Sunday, June 14, 2009

Walther: Insanity


How can I dare to approach God with an evil conscience and thank Him for forgiveness?...Only an insane person would say, "Forgive me for what I have done, but I intend to keep on doing it; I will insult you whenever I see you, but please forgive me." Yet that is the way people act who want to take comfort in God's grace and still continue in their sin...

What matterrs is not the external enormity of the sin but the attitude of my heart in connection with that sin. A sudden sin of passion or temper does not extinguish faith, for I sinned without wanting to do it. I can remain in grace. But where there is persistence in sin against conscience and better knowledge, faith departs, one cannot pray to God, the Holy Spirit moves out of the heart, and another spirit moves in.

...All sins are great sins. Even the so-called sins of weakness, of which the justified cannot rid themselves, are no trifle. Even though faith is not extinguished thereby, they are no joking matter.

And let no one find security in the thought that he is one of the elect and therefore bound to be saved, regardless of what he does. If you live in your sins and persist in them, that is a sign that you are not among the elect. Not as though God really did not want you, but He foresaw that you are such a disgraceful scoundrel and that you abuse His grace.

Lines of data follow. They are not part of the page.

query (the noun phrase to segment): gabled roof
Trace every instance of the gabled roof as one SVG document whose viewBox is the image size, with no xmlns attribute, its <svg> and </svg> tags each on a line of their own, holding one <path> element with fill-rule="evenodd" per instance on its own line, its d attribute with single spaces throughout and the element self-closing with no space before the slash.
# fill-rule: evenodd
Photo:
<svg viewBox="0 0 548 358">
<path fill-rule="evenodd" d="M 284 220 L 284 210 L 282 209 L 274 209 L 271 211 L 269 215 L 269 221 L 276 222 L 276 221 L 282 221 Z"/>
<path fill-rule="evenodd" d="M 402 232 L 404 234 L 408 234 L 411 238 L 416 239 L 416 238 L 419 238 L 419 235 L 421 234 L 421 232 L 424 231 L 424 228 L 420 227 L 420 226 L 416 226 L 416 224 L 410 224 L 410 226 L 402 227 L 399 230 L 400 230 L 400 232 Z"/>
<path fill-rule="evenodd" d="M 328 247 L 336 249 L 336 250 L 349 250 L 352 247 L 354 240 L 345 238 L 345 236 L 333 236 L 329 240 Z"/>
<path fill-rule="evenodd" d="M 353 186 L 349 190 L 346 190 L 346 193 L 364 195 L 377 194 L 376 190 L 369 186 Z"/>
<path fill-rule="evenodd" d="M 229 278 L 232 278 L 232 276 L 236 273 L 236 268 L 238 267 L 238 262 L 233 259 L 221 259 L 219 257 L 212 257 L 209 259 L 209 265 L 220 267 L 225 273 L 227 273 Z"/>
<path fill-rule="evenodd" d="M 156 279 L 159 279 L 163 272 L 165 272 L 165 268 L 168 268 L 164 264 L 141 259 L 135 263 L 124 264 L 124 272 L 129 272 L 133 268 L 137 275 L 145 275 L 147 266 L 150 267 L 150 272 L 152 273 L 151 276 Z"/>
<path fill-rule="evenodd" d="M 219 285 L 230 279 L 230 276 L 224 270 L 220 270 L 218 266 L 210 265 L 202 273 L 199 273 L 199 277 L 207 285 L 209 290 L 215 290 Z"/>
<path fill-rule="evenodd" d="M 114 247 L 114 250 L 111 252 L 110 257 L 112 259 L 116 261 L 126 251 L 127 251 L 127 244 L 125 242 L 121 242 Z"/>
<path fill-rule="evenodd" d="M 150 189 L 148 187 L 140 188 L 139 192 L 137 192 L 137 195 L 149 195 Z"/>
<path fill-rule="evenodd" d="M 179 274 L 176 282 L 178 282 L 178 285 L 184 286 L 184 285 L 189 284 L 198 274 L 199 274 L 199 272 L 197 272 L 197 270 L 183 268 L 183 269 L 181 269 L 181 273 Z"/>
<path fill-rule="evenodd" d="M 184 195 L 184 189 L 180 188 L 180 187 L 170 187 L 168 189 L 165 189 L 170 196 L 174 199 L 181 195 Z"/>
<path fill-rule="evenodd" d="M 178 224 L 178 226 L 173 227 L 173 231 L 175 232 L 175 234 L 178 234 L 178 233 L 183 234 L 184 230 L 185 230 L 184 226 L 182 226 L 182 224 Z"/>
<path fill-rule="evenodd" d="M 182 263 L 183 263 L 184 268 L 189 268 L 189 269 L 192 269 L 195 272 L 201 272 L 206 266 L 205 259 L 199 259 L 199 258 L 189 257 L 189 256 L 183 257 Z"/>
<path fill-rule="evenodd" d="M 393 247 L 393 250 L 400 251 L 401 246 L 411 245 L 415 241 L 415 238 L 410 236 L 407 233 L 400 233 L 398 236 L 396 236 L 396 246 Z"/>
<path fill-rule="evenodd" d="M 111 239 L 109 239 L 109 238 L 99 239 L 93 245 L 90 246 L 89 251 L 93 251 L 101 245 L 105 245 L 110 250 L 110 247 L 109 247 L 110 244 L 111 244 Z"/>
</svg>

No indeed, if you are that kind of person, you are not in the state of grace, and if you persist in this condition you will be damned! No one can deny that Adam and Eve were among the elect. Yet the fell and lost God's image, the Holy Spirit, their holiness, everything. But they repented and thus returned to the state of grace.

(C.F.W. Walther - Law and Gospel from Twentieth Evening Lecture on Thesis X)

2 comments:

Anonymous said...

Wow. That is quite a comment on "cheap grace"!

Amberg said...

Nobody preaches like that anymore. Woowee!